The tracking process (the more so with low compliance and direct-coupling cartridges - Ikeda, SPU, DECCA) does create a source of energy (vibration) traveling into the record, into the platter, into the tonearm and creating resonances, reflections and ( all mass and material depending...) standing waves in the material.
Those are the demons I want to illustrate.
That energy is traveling and should find a way to leave the system fast as possible with leaving as little resonances and reflections as possible along the way.
A poor plinth will react to that energy with resonances and reflections and such cloud, alter and spoil the sonic performance.
VTF is part of the problem ( but only in relation to the corresponding compliance ). Skating is not.
High-compliance MMs will be much less of a problem.
A reason why cartridges like FR-7, SPU, IKeda, DECCA/London do perform to their very best on high mass platter tt's with massive frames, very rigid tonearms and platter weight above 30 lbs. To me it's a game of energy and masses - and the material mix.
Cheers,
D.
Dear Halcro, Lewm, Raul, et al - I assume that on a whole we all do in fact agree on the topic of "bad plinth" tt vs "naked" tt ( in the sense of the absence of a poor designed and resonate plinth which doesn't add any good to the performance, but is just a source of sonic distraction ).
If we include tt-designs like Micro Seiki 5000/8000, Raven AC/BN, PV and the like into the "naked" camp, then I absolutely agree, that a "naked" tt has considerable advantages vs "classic plinth" - types with wooden frame around a spring-"isolated" sub-chassis.
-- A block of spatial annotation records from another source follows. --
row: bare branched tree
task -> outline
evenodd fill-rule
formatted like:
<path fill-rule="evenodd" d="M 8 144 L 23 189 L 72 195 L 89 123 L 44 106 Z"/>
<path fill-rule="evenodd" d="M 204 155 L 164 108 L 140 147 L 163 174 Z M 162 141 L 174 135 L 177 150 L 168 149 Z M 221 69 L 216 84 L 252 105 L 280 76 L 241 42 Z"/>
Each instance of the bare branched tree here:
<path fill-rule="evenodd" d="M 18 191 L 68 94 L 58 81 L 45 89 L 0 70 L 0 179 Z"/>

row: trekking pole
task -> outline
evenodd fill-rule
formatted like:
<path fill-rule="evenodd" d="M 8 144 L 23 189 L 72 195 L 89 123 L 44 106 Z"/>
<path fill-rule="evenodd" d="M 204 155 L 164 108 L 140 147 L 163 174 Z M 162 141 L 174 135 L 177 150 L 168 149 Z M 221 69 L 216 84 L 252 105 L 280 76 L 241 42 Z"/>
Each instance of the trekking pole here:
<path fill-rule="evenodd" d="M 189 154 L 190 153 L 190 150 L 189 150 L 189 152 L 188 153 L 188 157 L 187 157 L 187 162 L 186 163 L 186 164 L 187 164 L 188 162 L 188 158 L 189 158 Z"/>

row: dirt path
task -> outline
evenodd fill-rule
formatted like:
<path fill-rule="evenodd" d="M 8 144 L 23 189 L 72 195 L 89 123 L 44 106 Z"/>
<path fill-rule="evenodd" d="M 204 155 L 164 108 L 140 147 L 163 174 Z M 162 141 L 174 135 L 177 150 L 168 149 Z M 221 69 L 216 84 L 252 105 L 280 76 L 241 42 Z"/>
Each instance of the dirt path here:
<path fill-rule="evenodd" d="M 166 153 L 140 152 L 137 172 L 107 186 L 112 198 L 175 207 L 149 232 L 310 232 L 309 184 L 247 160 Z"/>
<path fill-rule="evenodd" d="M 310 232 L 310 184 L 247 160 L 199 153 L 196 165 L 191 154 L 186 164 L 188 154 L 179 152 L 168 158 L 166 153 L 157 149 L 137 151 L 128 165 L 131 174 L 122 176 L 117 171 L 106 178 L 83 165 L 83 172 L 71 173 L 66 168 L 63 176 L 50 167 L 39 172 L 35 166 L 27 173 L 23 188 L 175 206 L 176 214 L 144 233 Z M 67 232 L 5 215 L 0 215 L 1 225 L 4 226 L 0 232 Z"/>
Then we have main-frame types like Thuchan's Continuum Criterion, which falls somewhere in between ......
But here it is done with huge input (money- and manpower...) and some smart ideas.
Ultimately I think it always come down to this.
IMHO ( ... ;-) ...) the solution might be found in an extremely rigid and dead silent "mainframe" holding the armpod/base and the bearing. That frame should be pretty massive, compound and compact so to display minimal tendency to resonate.
Cheers,
D.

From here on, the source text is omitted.